Daphne had been here once, with her mother. She was nine, and her mother was on her way to one of her conferences in New York. They were in such a hurry that they didn’t even stay the night – but for an afternoon, they lay on the dock with their bare feet in the water, watching the storm crawl in. Seagulls rose from the lake and swooped in and out of her vision. It was warm, and comfortable, and brief.

Daphne lay on her back with her feet over the ledge of the end of the world, watching birds rise from office buildings with half-burnt feathers. 

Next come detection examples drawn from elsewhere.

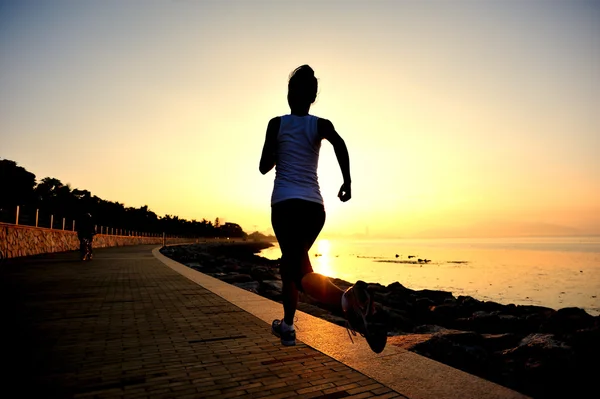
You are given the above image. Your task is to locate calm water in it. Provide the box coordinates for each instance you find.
[261,237,600,315]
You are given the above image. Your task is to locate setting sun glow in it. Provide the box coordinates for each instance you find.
[0,1,600,239]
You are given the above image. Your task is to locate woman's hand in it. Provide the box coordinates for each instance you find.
[338,183,352,202]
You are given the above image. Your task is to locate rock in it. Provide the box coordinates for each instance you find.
[540,308,596,334]
[163,244,600,399]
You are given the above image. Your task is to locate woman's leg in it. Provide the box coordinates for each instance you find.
[298,272,344,310]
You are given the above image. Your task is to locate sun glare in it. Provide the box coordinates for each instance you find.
[312,239,333,277]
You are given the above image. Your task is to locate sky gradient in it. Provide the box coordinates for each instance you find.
[0,0,600,237]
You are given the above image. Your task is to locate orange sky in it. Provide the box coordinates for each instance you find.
[0,1,600,237]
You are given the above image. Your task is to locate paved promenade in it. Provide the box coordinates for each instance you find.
[0,246,405,399]
[0,246,524,399]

When the oxygen alert on her helmet started flashing yellow, Daphne stood and climbed out of the creature’s stomach without looking back. She clambered through the maze of cartilage toward the creature's throat. She was going to die – it was only a matter of time. But if she had to go, she was not going to go alone. 

O - 3.21 hours 

Daphne knew that the beast deserved death. She believed it absolutely. Not because what it did was unjust – no more than a hawk acts unjustly when it hunts a mouse – but because she was alive, and if she was alive, there must be a reason. The shard of steel, the momentary frost of revenge – these were reasons. She would see it die. Then she would slip from the land of the living like water down a rock face.

Daphne followed the hall of the creature’s throat up from the cavern of its stomach until she found a place where the walls pulsed with the beast’s heartbeat. From here she could see endless, distant rows of teeth like mountain ranges, opening and closing around the emptiness of the universe. The creature’s dark mouth was infested with glowing mites like tiny stars. Lit by its parasites, the inside of the alien was the dull orange of the inside of Daphne's eyelids – but the darkness outside was absolute. 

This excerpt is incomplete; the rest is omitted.